## The method

Suppose we have an ODE (with initial conditions) $x'\!\left(t\right)=f\!\left(x\!\left(t\right),t\right), \quad x\!\left(t_0\right)=C,$$\p{1}$ where $x$ is the unknown function, and $f$ is Lipschitz continuous in its first argument and continuous in its second argument. By Picard–Lindelöf theorem, we can seek the unique solution within $t\in\left[t_0-\varepsilon,t_0+\varepsilon\right]$.

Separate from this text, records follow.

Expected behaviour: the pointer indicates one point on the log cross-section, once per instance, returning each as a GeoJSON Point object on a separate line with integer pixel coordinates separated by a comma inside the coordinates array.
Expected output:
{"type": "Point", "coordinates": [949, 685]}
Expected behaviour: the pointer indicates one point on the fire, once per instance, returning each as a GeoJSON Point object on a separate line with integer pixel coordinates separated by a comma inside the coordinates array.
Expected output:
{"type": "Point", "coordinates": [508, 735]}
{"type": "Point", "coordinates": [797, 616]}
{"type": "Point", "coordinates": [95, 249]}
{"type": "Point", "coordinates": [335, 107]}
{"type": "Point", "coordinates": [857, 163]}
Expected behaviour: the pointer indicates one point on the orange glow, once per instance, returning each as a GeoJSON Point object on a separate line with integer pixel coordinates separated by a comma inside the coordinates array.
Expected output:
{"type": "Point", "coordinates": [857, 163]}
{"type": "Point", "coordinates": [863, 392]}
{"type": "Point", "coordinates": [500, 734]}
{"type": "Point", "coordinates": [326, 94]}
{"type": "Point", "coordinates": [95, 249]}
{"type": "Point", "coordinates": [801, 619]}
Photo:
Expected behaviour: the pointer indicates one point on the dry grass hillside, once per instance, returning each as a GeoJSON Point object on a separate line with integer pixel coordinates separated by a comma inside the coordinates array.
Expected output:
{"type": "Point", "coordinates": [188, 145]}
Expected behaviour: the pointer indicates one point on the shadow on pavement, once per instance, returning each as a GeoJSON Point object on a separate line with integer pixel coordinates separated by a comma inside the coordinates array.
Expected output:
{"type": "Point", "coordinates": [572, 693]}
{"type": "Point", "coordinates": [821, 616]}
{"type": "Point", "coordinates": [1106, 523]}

Here, I propose the following method: we can write out a sequence of functions defined by $x_0\!\left(t\right)\coloneqq C,$$\p{2}$ $x_{n+1}\!\left(t\right)\coloneqq\int_{t_0}^tf\!\left(x_n\!\left(s\right),s\right)\,\mathrm ds+C$$\p{3}$ (the properties of $f$ guarantee that the integral is well-defined). Then, if the sequence $\left(x_n'\right)$ converges uniformly on $\left[t-\varepsilon,t+\varepsilon\right]$ (question: can this condition actually be proved?), then the sequence $\left(x_n\right)$ converges uniformly to a function $x$ on $\left[t-\varepsilon,t+\varepsilon\right]$, which is the unique solution to Equation 1.

## Proof

The proof is easy. Note from Equation 3 that $x_{n+1}'\!\left(t\right)=f\!\left(x_n\!\left(t\right),t\right).$ Then, take the limit $n\to\infty$. By the uniform convergence, we recovers Equation 1.

## An example

Suppose $f\!\left(x,t\right)\coloneqq x$ and $t_0\coloneqq0$, then $x_n\!\left(t\right)=C\sum_{j=0}^{n-1}\frac{t^j}{j!}.$ This is because $\int_0^tx_n\!\left(s\right)\,\mathrm ds+C=C\sum_{j=0}^{n-1}\frac{t^{j+1}}{j!\left(j+1\right)}+C=x_{n+1}\!\left(t\right).$ By taking the limit $n\to\infty$, we get $x\!\left(t\right)=C\mathrm e^t$, which means that the unique solution to $x'\!\left(t\right)=x\!\left(t\right)$ with initial condition $x\!\left(0\right)=C$ is $x\!\left(t\right)=C\mathrm e^t$, expectedly.

## Approximation

This method is good because integration is sometimes much easier than solving ODE. We can use integration to get functions that are close to the exact solution. A natural question to ask is how close $x_n$ is to the exact solution $x$.

If Equation 1 is defined on $\mathbb R^n$ (where we may define differences and infinitesimals), it is clear that $x_n-x$ is an infinitesimal of higher order than $\left(t-t_0\right)^n$.